Something weird is happening in Europe: negative interest rates.

Some $2 trillion, about 16 percent of the world’s government bonds, now offer negative yields, according to John Apruzzese, partner and chief investment officer at Evercore Wealth Management.

European governments, including Austria, Finland, Germany and Sweden, all have issued new bonds at negative yields in the past 12 months. This means investors are paying to lend to those governments rather than receiving an income.

Who are the main actors in creating this Alice and Wonderland world? Europe’s central banks, such as Denmark’s and Switzerland’s, and the European Central Bank itself have promoted policies that push rates into negative territory in order to revive their slowing economies.

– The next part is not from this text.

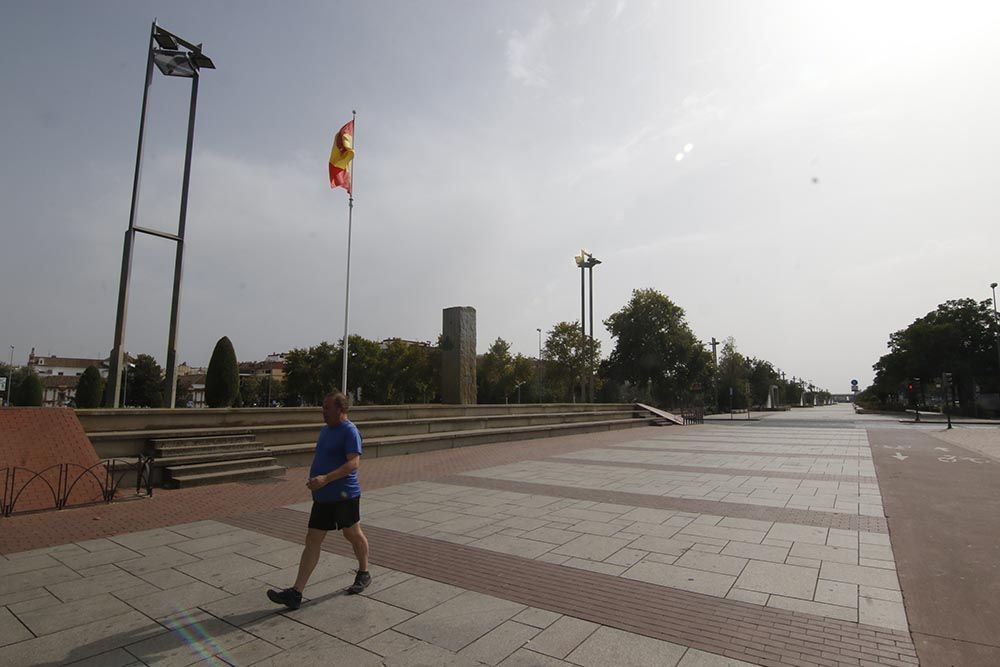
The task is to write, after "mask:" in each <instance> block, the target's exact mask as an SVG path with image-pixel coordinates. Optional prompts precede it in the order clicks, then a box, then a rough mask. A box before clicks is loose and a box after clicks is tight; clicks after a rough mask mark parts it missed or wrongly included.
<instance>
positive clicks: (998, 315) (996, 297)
mask: <svg viewBox="0 0 1000 667" xmlns="http://www.w3.org/2000/svg"><path fill="white" fill-rule="evenodd" d="M990 289H992V290H993V320H994V321H995V322H996V325H997V333H996V340H997V372H998V373H1000V314H998V313H997V284H996V283H990Z"/></svg>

But it’s not just the central banks. European and American commercial banks are now charging their big institutional customers to keep money on deposit. JPMorgan Chase recently announced it might charge institutional clients on certain deposits in order to remove as much as $100 billion of these deposits.

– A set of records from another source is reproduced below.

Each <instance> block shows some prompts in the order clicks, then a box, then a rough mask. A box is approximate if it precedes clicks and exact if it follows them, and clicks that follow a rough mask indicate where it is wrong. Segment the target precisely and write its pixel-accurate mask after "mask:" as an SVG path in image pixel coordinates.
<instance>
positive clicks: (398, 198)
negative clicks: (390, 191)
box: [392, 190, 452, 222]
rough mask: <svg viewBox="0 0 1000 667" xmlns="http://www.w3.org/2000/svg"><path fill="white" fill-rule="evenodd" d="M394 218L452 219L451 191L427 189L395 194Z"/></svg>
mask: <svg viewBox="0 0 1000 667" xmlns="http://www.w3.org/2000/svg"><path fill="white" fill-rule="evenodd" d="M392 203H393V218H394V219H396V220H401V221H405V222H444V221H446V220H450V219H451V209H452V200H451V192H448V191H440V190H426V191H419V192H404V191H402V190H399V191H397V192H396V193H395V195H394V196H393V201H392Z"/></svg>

Why are banks charging for holding large deposits? Because the central banks are imposing a fee on large deposits, banks must charge their customers negative interest rates to defray these costs.

Negative interest rates defy the common-sense wisdom that interest rates cannot go below zero. Historically, savers have demanded and received a positive return for providing their money for lending to others. This positive return provides households and businesses with an incentive to save rather than spend their money today.

Traditionally, central banks stimulated spending by lowering the real interest rate, which is the nominal interest rate, minus inflation. Since inflation is now close to or below zero in Europe, negative real rates are needed to stimulate spending and business investment.

Why is the rate charged by central banks pivotal in a capitalist economy? Central banks’ rates provide a benchmark for most of the borrowing costs across a country’s economy. Stated differently, the yields on a range of fixed-income securities move in response to the interest rate policies of their central bank.

Negative interest rates are important because policymakers worry that companies can have such low expectations about the viability of new projects that only negative rates can push them to borrow, hire new employees and expand their operations.

When did negative interest rates begin in the modern era?

Sweden adopted a negative- interest-rate policy in 2009. It was followed by Denmark.

Switzerland and Denmark now have pushed their key policy rate to minus .75 percent. The European Central Bank introduced negative interest rates last year.

While there is no guarantee that negative rates will be able to achieve what they are meant to, Mario Draghi , president of the European Central Bank, pledged during the height of Europe’s sovereign-debt crisis in 2012 to do “whatever it takes” to save the area’s common currency and to stimulate growth.

But the negative interest rates throughout Europe are severely testing the continent’s financial system. Negative interest rates are a sign of desperation, a signal that traditional policy options have failed and new solutions need to be explored.

Negative interest rates pose a serious problem because they reflect widespread deflation — falling prices. When people expect prices to fall, they become less willing to borrow. Lower borrowing and postponement of spending can create a downward economic spiral.

If Europe is unable to shake off its economic malaise, the result will have ominous implications for the U.S., because our economies are so intertwined.

About 40 percent of profit for firms listed in the S&P 500 stock index now comes from overseas.